I'm sure you've heard this before, but plecos and goldfish ought not be mixed due to their different needs in temperature. Sinking shrimp pellets aren't really adequate nutrition for a pleco, at least one that isn't mostly carnivorous (clown plecos are) You should supplement his diet with cucumbers, algae wafers, etc.


----------



## Obsidian

I have a BN in with my Gourami and my cories. Yes it is aggressive and it will sometimes (when I feed bottom food) it will try to latch on to the other fish, however after a few attempts at this my other fish figured it out and are now quite fast at getting away. They do not avoid the BN at all but if the BN turns towards them then they swim away fast. All of them are able to get away easily and I don't feel that anyone is stressed. 

And the BN and the Lionheads water needs are different, so I would change housing.


----------



## FishHead

i picked up some more algae wafers since I ran out. I started feeding him them as well. I will be moving the BN to my 33L. Hopefully he won't hide as much.


----------



## Obsidian

Mine never hides. She will even flare her gills at me at the front of the tank.


----------



## FishHead

very cool. They are ugly little buggers, but I cant stop looking at him.LOL


----------



## New to reefs

I think they are cute. And i agree with trashion, tropical fish can't be kept with cold water....


----------



## FishHead

New to reefs said:


> I think they are cute. And i agree with trashion, tropical fish can't be kept with cold water....

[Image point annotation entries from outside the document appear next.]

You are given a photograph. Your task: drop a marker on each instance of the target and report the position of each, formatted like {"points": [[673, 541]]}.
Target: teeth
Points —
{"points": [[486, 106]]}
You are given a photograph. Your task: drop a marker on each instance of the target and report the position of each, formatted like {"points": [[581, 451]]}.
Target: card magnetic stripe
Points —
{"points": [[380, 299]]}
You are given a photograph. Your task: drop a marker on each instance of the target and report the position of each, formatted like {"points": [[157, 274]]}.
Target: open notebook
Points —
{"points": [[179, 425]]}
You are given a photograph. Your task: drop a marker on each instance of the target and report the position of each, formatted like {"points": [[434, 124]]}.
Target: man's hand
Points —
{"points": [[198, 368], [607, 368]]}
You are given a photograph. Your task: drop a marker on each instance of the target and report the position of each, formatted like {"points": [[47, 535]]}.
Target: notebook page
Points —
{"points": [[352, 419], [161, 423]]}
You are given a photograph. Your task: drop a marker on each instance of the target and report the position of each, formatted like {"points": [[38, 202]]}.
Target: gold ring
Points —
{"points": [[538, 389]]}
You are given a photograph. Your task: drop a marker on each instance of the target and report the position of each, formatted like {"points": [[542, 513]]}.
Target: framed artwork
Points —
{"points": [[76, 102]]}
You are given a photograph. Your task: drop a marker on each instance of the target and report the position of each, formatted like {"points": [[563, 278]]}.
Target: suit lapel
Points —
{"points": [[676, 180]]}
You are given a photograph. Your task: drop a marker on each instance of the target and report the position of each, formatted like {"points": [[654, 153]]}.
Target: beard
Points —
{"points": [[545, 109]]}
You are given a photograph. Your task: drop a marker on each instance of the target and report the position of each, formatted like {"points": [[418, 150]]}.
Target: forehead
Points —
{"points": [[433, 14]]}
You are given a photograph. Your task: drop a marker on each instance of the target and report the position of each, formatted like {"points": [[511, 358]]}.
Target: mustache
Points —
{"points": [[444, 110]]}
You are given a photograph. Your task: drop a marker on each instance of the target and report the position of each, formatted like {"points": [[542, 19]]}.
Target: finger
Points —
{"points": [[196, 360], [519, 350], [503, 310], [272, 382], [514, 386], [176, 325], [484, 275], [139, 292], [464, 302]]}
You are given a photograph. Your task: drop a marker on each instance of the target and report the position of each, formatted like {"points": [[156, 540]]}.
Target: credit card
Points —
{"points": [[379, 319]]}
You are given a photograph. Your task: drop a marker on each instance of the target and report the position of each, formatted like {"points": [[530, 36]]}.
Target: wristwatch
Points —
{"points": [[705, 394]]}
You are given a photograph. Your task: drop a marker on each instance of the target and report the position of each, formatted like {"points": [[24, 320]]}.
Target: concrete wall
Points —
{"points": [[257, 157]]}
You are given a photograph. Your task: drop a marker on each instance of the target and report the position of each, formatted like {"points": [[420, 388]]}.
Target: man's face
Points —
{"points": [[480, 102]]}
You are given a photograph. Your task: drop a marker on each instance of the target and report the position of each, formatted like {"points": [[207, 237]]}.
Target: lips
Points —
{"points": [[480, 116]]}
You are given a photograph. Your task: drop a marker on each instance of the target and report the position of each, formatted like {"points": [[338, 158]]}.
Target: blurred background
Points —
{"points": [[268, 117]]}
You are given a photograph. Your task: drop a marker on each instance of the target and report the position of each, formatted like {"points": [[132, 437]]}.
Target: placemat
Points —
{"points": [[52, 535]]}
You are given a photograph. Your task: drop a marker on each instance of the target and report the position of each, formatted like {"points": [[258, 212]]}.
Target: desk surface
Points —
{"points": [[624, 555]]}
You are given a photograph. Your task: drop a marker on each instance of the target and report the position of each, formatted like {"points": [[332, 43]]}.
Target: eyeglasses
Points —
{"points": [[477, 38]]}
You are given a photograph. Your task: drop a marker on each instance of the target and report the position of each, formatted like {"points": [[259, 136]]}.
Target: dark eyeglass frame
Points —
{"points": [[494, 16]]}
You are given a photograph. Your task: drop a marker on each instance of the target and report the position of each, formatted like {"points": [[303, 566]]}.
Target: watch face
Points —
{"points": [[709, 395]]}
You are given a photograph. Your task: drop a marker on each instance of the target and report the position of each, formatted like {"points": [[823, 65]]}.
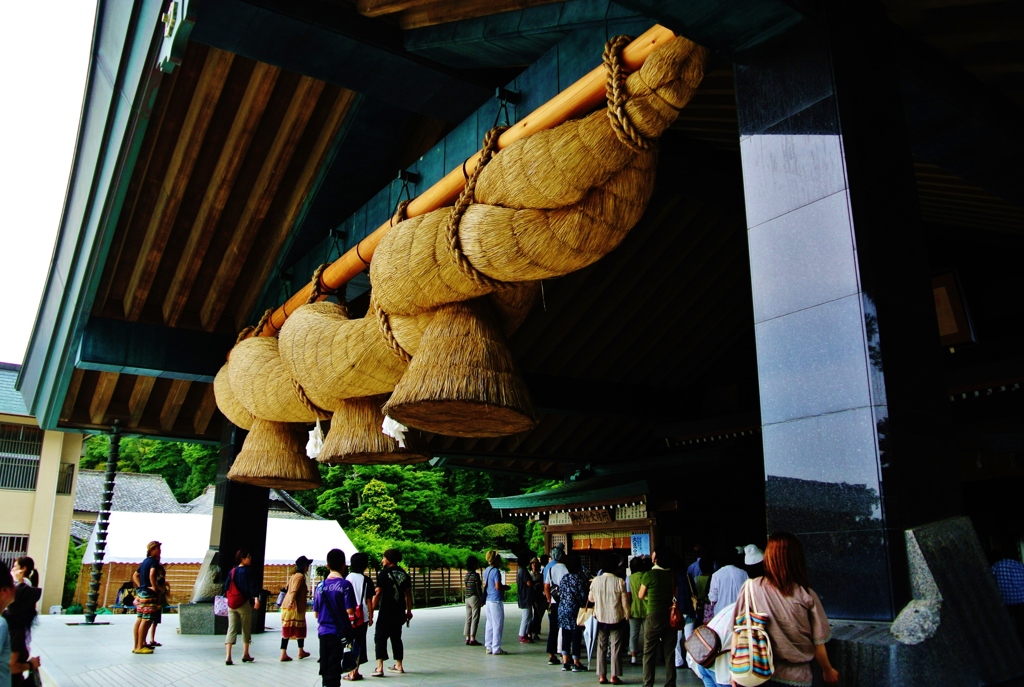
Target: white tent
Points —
{"points": [[185, 539]]}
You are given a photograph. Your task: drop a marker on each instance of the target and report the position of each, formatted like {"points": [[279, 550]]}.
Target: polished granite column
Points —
{"points": [[845, 326], [240, 514]]}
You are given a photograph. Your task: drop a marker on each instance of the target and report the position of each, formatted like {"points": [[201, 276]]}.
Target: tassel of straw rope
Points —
{"points": [[617, 95], [465, 200], [384, 324]]}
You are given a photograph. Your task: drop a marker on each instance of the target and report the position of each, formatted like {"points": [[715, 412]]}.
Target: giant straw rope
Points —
{"points": [[545, 206]]}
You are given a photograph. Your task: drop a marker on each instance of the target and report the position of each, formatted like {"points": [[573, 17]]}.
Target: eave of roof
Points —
{"points": [[600, 490]]}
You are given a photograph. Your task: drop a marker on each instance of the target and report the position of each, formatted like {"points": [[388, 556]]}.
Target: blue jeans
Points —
{"points": [[708, 676], [572, 638]]}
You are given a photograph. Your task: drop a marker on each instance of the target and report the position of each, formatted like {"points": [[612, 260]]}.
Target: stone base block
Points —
{"points": [[198, 618]]}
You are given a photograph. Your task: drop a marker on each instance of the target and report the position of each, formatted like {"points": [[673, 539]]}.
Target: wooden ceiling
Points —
{"points": [[230, 154], [660, 329]]}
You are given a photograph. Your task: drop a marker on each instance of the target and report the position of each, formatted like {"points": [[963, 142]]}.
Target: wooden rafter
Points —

temp is 72 degress in my tank. Goldies and pleco are doing great. It doesn't matter anyways, since the BN is getting moved


----------



## New to reefs

FishHead said:


> temp is 72 degress in my tank. Goldies and pleco are doing great. It doesn't matter anyways, since the BN is getting moved


Thats good!  Just thought to mention.


----------



## FishHead

New to reefs said:


> Thats good!  Just thought to mention.


the only thing that would concern me is if my red tail shark and the BN will pump heads. the tank is a 33L, so they have adequate room to venture around.


----------



## mousey

I was interested to hear that your BN was aggressive.
Since mine died, my horsefaced laoch has been a different fish. the 2 of them were forever arguing about something and it was usually the laoch that buried itself into the gravel. Since the BN died , the loach has taken over the tank and now tries to chase the platies away.


----------



## CukeTheExile

heres my two cents;

"the bulk of their diet must be composed of vegetable matter. If a high protein diet is fed constantly, then they will become prone to stomach disorders. Vegetable roughage keeps the gut in working order, and bogwood is a valuable addition to this.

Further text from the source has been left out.